I think I am doing this though my teaching. I’m not an academic, but I am a nurse who loves wound care. I like to teach in a visual way that helps folks to really get it. In 2004, I joined Pamela Scarborough, another visionary, in her quest to provide a Wound Certification Prep Course to help clinicians of all levels and licensures facing certification exams. We did that along with Dr. Greg Patterson for about 10 years, and we now do 15 courses a year. It’s so rewarding to read the evaluations and know that we not only helped someone pass a test, but also enriched their knowledge as it relates to their patients. When you see even one person “get it,” understand it, believe it, and embrace it…well, it really doesn’t get any better than that.
What does being a Difference Maker mean to you?
I’m so very honored to have been selected for this first group. I don’t take it lightly or for granted, and I will continue to do my best to live up to it.
What advice would you give someone pursuing wound care?

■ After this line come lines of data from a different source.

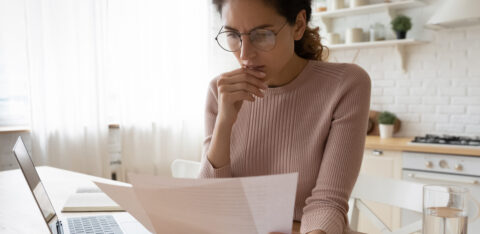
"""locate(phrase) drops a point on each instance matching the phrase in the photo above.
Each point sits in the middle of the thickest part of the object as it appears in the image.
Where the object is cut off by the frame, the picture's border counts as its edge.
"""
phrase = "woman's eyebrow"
(257, 27)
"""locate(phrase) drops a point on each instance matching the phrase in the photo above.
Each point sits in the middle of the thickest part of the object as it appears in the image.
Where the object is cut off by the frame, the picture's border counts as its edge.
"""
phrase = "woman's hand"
(235, 87)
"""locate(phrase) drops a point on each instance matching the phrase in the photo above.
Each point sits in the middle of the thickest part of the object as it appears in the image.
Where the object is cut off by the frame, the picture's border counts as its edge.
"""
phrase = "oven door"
(470, 182)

Do it. Dive in, learn as much as you can, and never stop learning. You’ll never know it all, but that’s OK. Go at it with passion and let your patients see your interest in them, their pain, their concerns, and their fears. Let them know you’re there to improve their quality of life.
Tell us a story that reminds you why you pursued your career?
Every single day I’m at work, the patients serve as a daily reminder of why I do what I do.
What’s something innovative you’ve done to advance the field of wound care?
I really don’t know. It seems like I was just starting out in 1980 and suddenly here I am, 42 years later.